How to build a successful culture

April 1, 2021
What is dental practice culture, and why should you care about it? It defines who you are and how your patients view you, and ultimately leads to your success.
Jay Geier, Founder, Scheduling Institute

Editor's note: This is Part 2 in a two-part article about culture in the dental office. Part one is "Culture: The ultimate competitive advantage." 

In my last article, I explained why a great culture, unique to your office and your team, is your ultimate competitive advantage. A great culture will engage people in their work, retain and attract top talent, and impress patients, which leads to referrals and attracts new patients.

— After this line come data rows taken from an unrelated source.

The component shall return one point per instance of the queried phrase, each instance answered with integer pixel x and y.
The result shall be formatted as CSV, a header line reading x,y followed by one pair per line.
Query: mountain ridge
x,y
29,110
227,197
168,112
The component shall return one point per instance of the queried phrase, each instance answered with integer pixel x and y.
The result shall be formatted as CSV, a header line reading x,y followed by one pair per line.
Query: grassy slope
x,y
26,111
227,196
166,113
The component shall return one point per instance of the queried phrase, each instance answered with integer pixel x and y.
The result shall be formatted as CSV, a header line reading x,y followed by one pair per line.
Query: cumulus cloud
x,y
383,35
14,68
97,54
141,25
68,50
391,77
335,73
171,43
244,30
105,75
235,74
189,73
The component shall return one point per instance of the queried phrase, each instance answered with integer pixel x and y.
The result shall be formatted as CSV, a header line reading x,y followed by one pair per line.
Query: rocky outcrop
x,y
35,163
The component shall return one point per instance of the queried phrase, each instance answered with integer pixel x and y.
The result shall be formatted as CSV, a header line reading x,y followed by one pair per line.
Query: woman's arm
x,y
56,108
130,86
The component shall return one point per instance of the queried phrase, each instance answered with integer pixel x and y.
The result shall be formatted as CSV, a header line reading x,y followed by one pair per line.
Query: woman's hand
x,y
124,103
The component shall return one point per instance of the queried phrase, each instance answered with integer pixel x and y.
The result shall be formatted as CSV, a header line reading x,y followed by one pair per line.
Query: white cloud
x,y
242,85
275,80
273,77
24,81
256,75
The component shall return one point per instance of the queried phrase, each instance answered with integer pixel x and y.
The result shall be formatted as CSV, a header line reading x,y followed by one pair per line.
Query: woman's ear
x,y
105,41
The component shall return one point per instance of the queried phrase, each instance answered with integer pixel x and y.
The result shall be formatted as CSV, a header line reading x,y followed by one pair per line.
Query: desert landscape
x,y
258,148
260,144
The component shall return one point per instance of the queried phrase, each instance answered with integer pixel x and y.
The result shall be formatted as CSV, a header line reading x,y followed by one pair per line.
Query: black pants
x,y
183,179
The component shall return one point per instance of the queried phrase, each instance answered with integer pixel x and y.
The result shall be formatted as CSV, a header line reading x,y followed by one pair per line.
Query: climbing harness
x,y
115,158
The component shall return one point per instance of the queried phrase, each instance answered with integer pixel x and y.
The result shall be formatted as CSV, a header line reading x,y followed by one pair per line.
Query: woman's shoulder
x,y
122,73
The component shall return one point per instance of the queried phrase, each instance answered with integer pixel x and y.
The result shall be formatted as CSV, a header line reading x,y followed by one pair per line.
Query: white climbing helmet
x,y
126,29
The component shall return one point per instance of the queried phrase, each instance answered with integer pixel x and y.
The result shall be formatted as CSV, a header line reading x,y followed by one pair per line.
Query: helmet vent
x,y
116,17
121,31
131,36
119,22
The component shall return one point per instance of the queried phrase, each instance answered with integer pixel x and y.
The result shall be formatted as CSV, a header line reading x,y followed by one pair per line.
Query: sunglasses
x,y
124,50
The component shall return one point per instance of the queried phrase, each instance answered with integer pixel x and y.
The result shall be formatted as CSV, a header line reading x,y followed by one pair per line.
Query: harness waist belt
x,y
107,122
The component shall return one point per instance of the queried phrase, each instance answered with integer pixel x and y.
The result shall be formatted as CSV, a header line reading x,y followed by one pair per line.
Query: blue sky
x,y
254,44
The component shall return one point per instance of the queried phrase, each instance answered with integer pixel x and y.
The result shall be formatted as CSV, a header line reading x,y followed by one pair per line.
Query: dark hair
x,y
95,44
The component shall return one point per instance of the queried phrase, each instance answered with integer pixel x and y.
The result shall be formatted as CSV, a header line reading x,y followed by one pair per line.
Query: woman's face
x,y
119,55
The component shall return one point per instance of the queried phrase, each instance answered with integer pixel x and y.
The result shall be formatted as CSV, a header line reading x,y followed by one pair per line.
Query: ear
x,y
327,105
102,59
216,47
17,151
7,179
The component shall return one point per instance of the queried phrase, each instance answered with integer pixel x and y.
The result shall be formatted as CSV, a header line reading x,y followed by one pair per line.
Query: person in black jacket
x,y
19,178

In contrast, a culture that exists by “default” will give you the same results you’ve always gotten. It’s time to do something different to get different results. In this article I’ll share the proven process for building an intentional culture that, when combined with great leadership, will unlock the highest potential of your people and business. 

Step 1: Be open to learning

Be open to an aspect of practice management you may not have given much thought to, and then trust that you can learn it. Having self-trust in your abilities is essential to being an effective leader. You can’t expect others to trust in you if you don’t trust in yourself. Building this new skill set may initially feel out of your comfort zone, but it’s well worth the effort. A great office culture makes coming to work much more enjoyable, while also driving business results.

Step 2: Maintain ownership

The culture of your practice is defined by the values, expected behaviors, and ways of working that you want in your business. As the owner-doctor, you are and always will be the primary owner of your culture, and you must intentionally and consistently role model and reward the right behaviors and actions. You can delegate aspects of execution, but the minute you stop paying attention, you send the message that it’s not that important to you. Your team will quickly decide it’s not important to them either and they may inadvertently veer off course.

That said, in addition to you, each person must own the culture by taking personal responsibility for doing their part—as individuals and team members—to live the culture you’ve established as “your way of doing business.” 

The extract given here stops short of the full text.